推しエコノミーに対する批判として『他人の人生を応援するなら自分の人生を応援しろ』というものがある。他人の人生を応援することで、自分の人生を頑張っている気持ちになれるといったメカニズムを投影と呼ぶ。確かに投影は、一見何の生産性もないように思えるが、凡人にとっては一番夢に近づいている状態を疑似体験できる機会なのである。一般人は日常生活においてドーパミンが放出されることが少なく、興奮状態を味わうことができない。故に、養殖された感動であっても、摂取しないよりは幾分かマシなのである。食物連鎖を生きる人間以外の全ての野生動物にとって、意欲がないということは死を意味する。その為に、ドーパミンを始めとする興奮を司るホルモンが存在する。ホルモンのサポーターが機能不全に陥ると大抵の場合、数日で死んでしまう。意欲なく生きることが可能なホモサピエンスという生き物の特殊性がうつ病を作り出している。他人の人生で興奮できているうちはうつ病にもならない。しかし、それは生物としてのセカンドベストであって、本当は天然の興奮を味わうことの方が健康に良い。何故なら、ホモサピエンスは本来的には自身の興奮と意欲を求めており、対症療法としての推し活でお茶を濁しているからである。もし、貴方が誰かに応援されていたとしても、本質的には『他人の人生には誰も興味がない』ので、応援の基本は、あらゆる下心で構成された欺瞞のカモフラージュした表現であると考えた方が良い。もちろん、友達や恋人を応援するという社会性に基づいた応援も存在するが、それでも自分以上に他人を応援することはできない。表現者とファンの関係は、能動性の搾取によって成り立つ加害行為であり、ファンはいじめられっ子に近い。冒頭で述べた『他人の人生を応援するなら自分の人生を応援しろ』という指摘は、『自分がいじめられるくらいなら、他人をいじめろ』という言葉に置換できる。これは典型的なメリトクラシー側の言い分で、それができれば苦労はない。このような発言をするなら、お前がいじめっ子と戦うのが大前提ではないか。私は自分の才能を信じているが、社会的評価は未だ得ていない。そんな私が、いじめっ子を批判したり批評したりすることで、いじめられっ子は脳内でパニックを起こすだろう。『なぜ、僕と同じか少し上くらい(そう見えるだけ)の陽キャ哲学普及協会が、月ノ美兎や兎田ぺこらと同格に戦えるんだ!?』となる。権力に迎合する人間を減らすには権力を破壊するしかない。

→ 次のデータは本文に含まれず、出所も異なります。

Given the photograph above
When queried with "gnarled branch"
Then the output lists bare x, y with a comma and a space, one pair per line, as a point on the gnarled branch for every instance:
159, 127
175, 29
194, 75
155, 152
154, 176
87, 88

逆に自分が猫的な存在としてインターネットで権力側に回りたいのならば、直接的な繋がりのない他人同士が興味や関心で繋がっているという幻想を捨てるべきだ。詐欺師はコールドリーディングを多用する。なぜなら、人は自身の実存を何より愛しており、それを言い当てた他者に対して心を許してしまいやすいからである。マーケティングなしで、自分の人生が親しくもない誰かに監視されている、もしくは興味を持たれているという自意識過剰性こそ、インターネットメンヘラ芸人たちが克服するべき課題なのである。メンヘラはコミュニティ支配はおろか、友達すらまともに作れない。当然、アイドルになることもできない。そのことについては、ぼっち系YouTuberモザイクのチャンネルで対談したのでそちらを視聴いただきたい。何れにせよ、同業者に批評や批判をされることの方が、自己愛性の強い凡人たちの応援のターゲットにされるよりは幾分かよいのではないだろうか。

誤読&誤配について

私事にはなるが、以前に天才高校生思想家の稲葉君の著書である『コミュニティ支配論』を書評したことがある。彼にとっては、私の批評には解釈的な誤読があったらしくかなり憤慨していた。書評動画を消すようにとまで伝えてきた程である。自分の伝えたかった自分像が他人に100パーセント伝わるということはあり得ない。人間はテレパシーを使うことができない以上、言葉や文章を通して伝えられた主張や意見には、必ず受け手側のバイアスが含まれる。伝わる人間が多ければ多いほど、多くの人間に誤読されることになるだろう。それを恐れているからこそ、稲葉君は自身の動画やXのポストを簡単に削除する。誤配する、もしくは誤読されることの喜びが分かっていないのだ。常に格好良く解釈されたいのならば、空想の人物を主人公にしたライトノベルを書けばよい。我々はクリエーター側の人間なのだから、評価は他人に任せて、後は自分の信じるアートするだけだ。これが肌感覚レベルで通じればよいのだが、そう簡単にはいかないのも分かっている。なので、彼ら彼女らのメンヘラ行動を見るたびに、同じ主張を繰り返すつもりだ。思想の単純接触効果を信じて待つとしよう。